Quote from: Simon C on January 15, 2007, 12:38:03 AMCompare this with a recent, drifted, game of Vampire, where we completely disregarded the humanity system. I was running a game for my younger cousins. They, typical for kids exploring a new game, took liberties with the lives of human NPCs. One character climbed in a dorm room widow, but awoke the sleeping inhabitant. So he snapped the human's neck. He heard sounds coming from the doorway, and the roommate waking up, so he stowed the body under the bed, and got into it himself, moving a little under the covers to give the impression of restless sleep. When the roomate checked on the murdered college student, all appeared fine.This was a pretty shocking event for all of us. The other kids were all sort of staring at the guy, and he began to look a bit uneasy. I continued as if nothing had happened, and I could see it dawning on them "we're Vampires. We can do that, and get away with it. Nothing will stop us, unless we choose to stop ourselves." This was a more poignant moment of "personal horror" than I've experienced in any other game of Vampire.
QuoteThe game doesn't tell you what to think, it gives you a mechanic for saying what you think in the game. Does that sound right?

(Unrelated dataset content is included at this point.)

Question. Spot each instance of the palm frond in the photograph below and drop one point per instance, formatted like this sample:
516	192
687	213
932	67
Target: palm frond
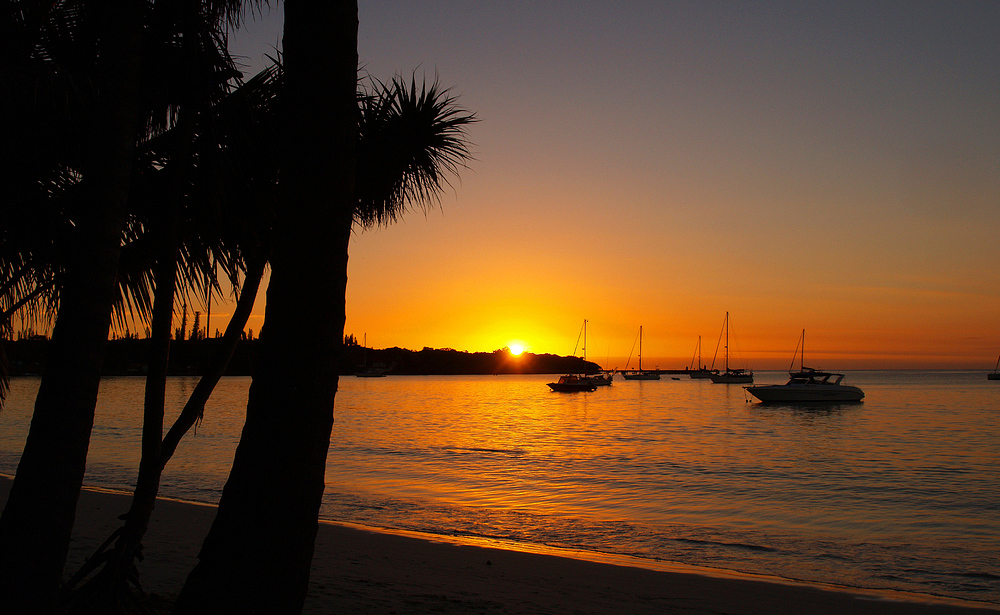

QuoteIf a game is to properly address an issue like "Loss of Humanity" or the like, does it make more sense to reward, rather than punish loss of humanity in the game. For example, V:tM strongly punishes loss of humanity. Would it make more sense for it to reward it?
QuoteBut that approach in isolation is ass. It's merely bookkeeping and running in a hamster wheel ... "why get better at rolls? because you get more points? why get points? you get better at rolls!" Or a similar one ... "if you bring in your character's love-interest, you get a point!" for a game in which there's no reason to play except to interact with and have conflict with love-interests.
QuoteAbout the love-conflict example, I think you may be missing the point. I am saying that if the game is about love-conflicts, and if you do have such a "bring in the interest, get a point" mechanism, that there may be a serious flaw. I realize that sounds counter-intuitive. But consider: if you have a game in which fighting with monsters, using medieval weapons, is the point, and you put in a rule that "every time you say you draw your weapon, get a point!" ... you're fuckin' up your game design.
QuoteThis is going to be a problem for those who've learned, superficially, that Forge-ish games are based on operant conditioning. They're not. You can't get someone to accept treats for performing aspects of X, when they don't bloody fucking want to do X. However, if they do, then treats that help generate X are a lot of fun.
Quote(Before you wrinkle your nose and wonder why that's such a big deal, please contrast the presence of this decision in Sorcerer to its utter, total, complete, and unacknowledged absence in every role-playing game that preceded it, and most that follow it.)
QuoteHow the score Humanity fits into that cycle is the subject of an entire supplement, which I maintain cannot be fully processed unless you play the game, then play again after reading that supplement and applying its points.